Faites connaissance avec le Smaug swazicus, un nouveau lézard semblable à un mini-crocodile

Les herpétologues Michael Bates du National Museum d’Afrique du Sud et Edward Stanley du Florida Museum of Natural History viennent de découvrir une nouvelle espèce de lézard dragon, la neuvième de ce genre, nommée Smaug swazicus ou lézard dragon swazi, un nom qu’ils ont choisi en l’honneur du pays d’Eswatini, où elle a été découverte.

En tout cas, les aventures que ces chercheurs ont vécues en Afrique australe lors de leur recherche n’ont pas été faciles au point qu’ils ont été accusés par les locaux d’être des chercheurs d’or, des voleurs ou des trafiquants d’animaux de compagnie. Mais cela ne les a pas empêchées d’explorer les rochers à la recherche de la perle rare.

Crédits Pixabay

Présentant des traits de similarités à d’autres espèces du genre Smaug, Stanley et Bates ont dû effectuer des observations physiques directes, des tests ADN et un processus d’analyse appelé tomodensitométrie  pour mieux l’identifier.

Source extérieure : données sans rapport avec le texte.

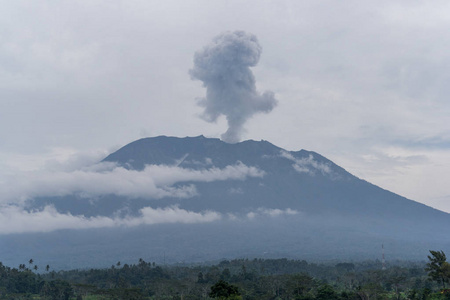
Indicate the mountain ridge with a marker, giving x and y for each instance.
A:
(264, 199)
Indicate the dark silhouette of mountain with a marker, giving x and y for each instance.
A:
(298, 205)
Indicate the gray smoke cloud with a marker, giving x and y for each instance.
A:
(224, 68)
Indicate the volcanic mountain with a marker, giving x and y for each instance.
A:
(257, 200)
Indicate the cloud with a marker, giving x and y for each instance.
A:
(271, 212)
(307, 164)
(14, 219)
(224, 68)
(155, 181)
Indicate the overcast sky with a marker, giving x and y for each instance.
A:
(364, 83)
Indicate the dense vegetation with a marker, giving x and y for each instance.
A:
(235, 279)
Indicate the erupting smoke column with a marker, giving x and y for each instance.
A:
(224, 67)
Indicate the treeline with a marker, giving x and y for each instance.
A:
(274, 279)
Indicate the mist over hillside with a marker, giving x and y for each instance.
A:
(196, 199)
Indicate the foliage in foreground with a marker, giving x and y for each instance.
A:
(270, 279)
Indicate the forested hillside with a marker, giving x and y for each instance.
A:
(235, 279)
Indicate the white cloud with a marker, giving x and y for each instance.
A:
(14, 219)
(271, 212)
(155, 181)
(307, 164)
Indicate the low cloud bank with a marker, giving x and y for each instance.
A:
(271, 212)
(14, 219)
(152, 182)
(307, 165)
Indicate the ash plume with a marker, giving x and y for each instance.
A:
(224, 68)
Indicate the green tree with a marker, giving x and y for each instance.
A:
(437, 268)
(223, 290)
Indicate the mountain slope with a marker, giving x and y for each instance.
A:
(250, 199)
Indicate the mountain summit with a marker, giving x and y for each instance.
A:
(198, 199)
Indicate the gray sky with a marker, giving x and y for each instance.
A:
(363, 83)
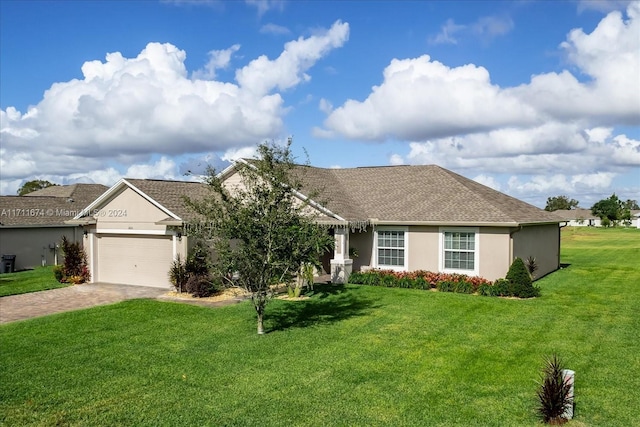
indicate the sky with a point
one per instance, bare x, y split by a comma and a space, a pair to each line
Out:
533, 98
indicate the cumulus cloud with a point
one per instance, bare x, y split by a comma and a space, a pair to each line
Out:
274, 29
124, 110
218, 59
486, 27
263, 75
420, 98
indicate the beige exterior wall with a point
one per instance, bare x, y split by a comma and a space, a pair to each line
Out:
129, 211
541, 242
34, 246
362, 241
494, 256
423, 248
495, 250
126, 246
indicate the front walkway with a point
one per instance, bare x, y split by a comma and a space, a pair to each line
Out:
35, 304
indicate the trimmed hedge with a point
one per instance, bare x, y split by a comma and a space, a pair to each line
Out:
443, 282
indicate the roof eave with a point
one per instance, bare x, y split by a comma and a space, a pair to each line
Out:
460, 223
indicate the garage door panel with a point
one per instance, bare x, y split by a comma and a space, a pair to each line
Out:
135, 260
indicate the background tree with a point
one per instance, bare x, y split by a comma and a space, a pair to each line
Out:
260, 232
631, 205
31, 186
560, 202
611, 208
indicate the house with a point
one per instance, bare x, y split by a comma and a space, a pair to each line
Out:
134, 230
578, 217
398, 217
32, 226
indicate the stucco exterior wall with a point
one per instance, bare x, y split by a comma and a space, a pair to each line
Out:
494, 255
35, 246
543, 243
362, 241
423, 248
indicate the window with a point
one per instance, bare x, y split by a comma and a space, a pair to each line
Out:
391, 248
459, 250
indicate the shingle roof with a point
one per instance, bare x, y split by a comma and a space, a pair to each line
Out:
417, 194
51, 206
170, 194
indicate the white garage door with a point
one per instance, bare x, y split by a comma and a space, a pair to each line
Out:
134, 260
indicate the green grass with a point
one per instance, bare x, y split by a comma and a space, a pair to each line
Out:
22, 282
351, 355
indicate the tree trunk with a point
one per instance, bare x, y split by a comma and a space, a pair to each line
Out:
260, 324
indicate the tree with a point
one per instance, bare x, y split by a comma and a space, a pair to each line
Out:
611, 208
560, 202
260, 232
31, 186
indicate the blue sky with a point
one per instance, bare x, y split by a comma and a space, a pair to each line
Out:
533, 98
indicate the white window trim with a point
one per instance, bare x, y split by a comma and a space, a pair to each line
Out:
476, 250
405, 230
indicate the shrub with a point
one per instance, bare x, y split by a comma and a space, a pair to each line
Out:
554, 394
201, 286
178, 275
520, 280
58, 273
501, 288
74, 270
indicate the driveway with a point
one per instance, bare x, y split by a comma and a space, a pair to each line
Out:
35, 304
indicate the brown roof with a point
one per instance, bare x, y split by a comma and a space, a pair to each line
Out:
417, 194
51, 206
170, 194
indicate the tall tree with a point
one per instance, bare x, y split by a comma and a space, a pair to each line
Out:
611, 208
260, 232
560, 202
31, 186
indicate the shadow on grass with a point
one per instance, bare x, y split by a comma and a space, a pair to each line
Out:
328, 304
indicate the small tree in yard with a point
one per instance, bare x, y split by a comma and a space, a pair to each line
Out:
259, 231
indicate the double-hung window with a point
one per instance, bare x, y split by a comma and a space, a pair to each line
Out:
460, 250
391, 249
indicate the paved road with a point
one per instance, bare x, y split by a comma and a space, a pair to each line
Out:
35, 304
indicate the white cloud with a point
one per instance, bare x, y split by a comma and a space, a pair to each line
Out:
263, 6
396, 160
218, 59
263, 75
325, 106
123, 110
486, 27
447, 33
234, 154
274, 29
421, 99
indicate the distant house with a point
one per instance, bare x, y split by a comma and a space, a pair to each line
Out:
32, 226
401, 218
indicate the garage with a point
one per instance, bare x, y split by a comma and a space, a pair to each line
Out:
134, 260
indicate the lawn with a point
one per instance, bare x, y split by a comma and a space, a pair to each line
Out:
22, 282
350, 355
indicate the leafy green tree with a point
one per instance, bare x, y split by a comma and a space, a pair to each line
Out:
611, 208
560, 202
31, 186
260, 232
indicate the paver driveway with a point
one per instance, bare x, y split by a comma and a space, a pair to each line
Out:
34, 304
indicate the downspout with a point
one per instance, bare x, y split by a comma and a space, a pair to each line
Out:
559, 240
511, 243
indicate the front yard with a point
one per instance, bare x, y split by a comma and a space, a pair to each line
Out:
350, 355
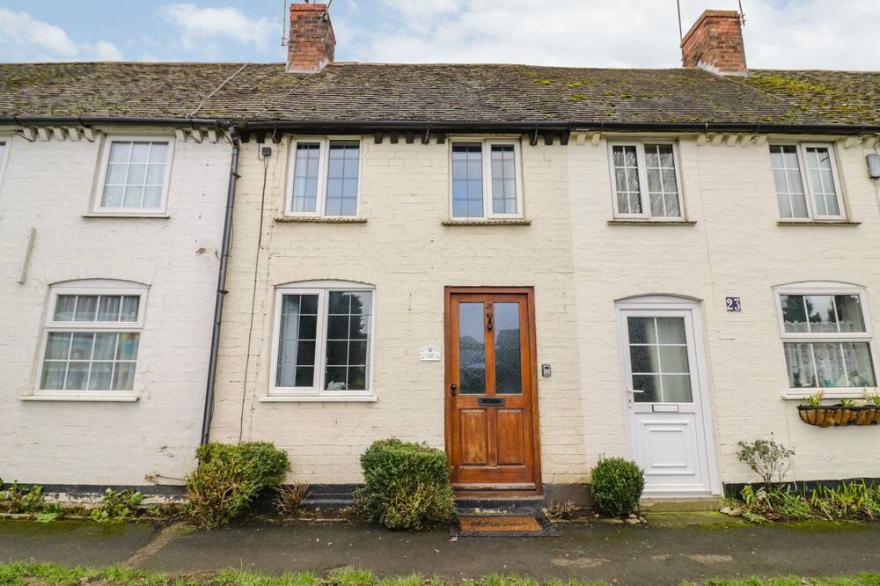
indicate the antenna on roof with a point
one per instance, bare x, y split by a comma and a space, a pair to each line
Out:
680, 32
285, 20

Smaug swazicus pourrait être la plus grande espèce de lézard identifiée jusqu’ici

Cette nouvelle espèce mesure en moyenne 13 pouces (soit environ 33 cm) du museau à la queue. C’est une dimension exceptionnelle et également inhabituelle pour les lézards de la région. D’une couleur brun foncé plaquée de bandes jaune pâle, cette espèce ressemble fortement au Smaug barbertonensis, mais les deux espèces présentent de légères différences génétiques.

« Smaug swazicus pourrait être la plus grande espèce de lézard d’Afrique australe décrite depuis le lézard géant de l’Ouest, Matobosaurus maltzahni, il y a 82 ans », déclare Bates.

Le lézard dragon swazi vit dans les fissures rocheuses au sommet des montagnes, comme les autres espèces de Smaug, une famille de lézard endémique de l’Afrique continentale. Sa couleur lui permet de se camoufler dans les ombres des pierres tandis que son armure épineuse semblable à celui d’un alligator peut intimider ses éventuels prédateurs.

D’autres espèces de lézard dragon restent à découvrir

Comme les espèces de lézards dragon adoptent plusieurs traits communs, dont des écailles formant une sorte de carapace très caractéristique, les chercheurs pensent qu’il est fort probable de découvrir d’autres nouvelles espèces dans les vastes réserves naturelles africaines.

Le plus grand défi étant toutefois de mettre en place des stratégies de conservation plus strictes pour préserver l’espèce. En effet, « Si rien n’est fait pour les protéger, nous pourrions perdre 20 millions d’années d’évolution en 50 ans », précise Stanley.

Bien sûr, les fans de Tolkien se remémoreront peut-être un certain dragon à la vue du nom de cette espèce nouvellement découverte, sauf qu’il ne crache pas de feu.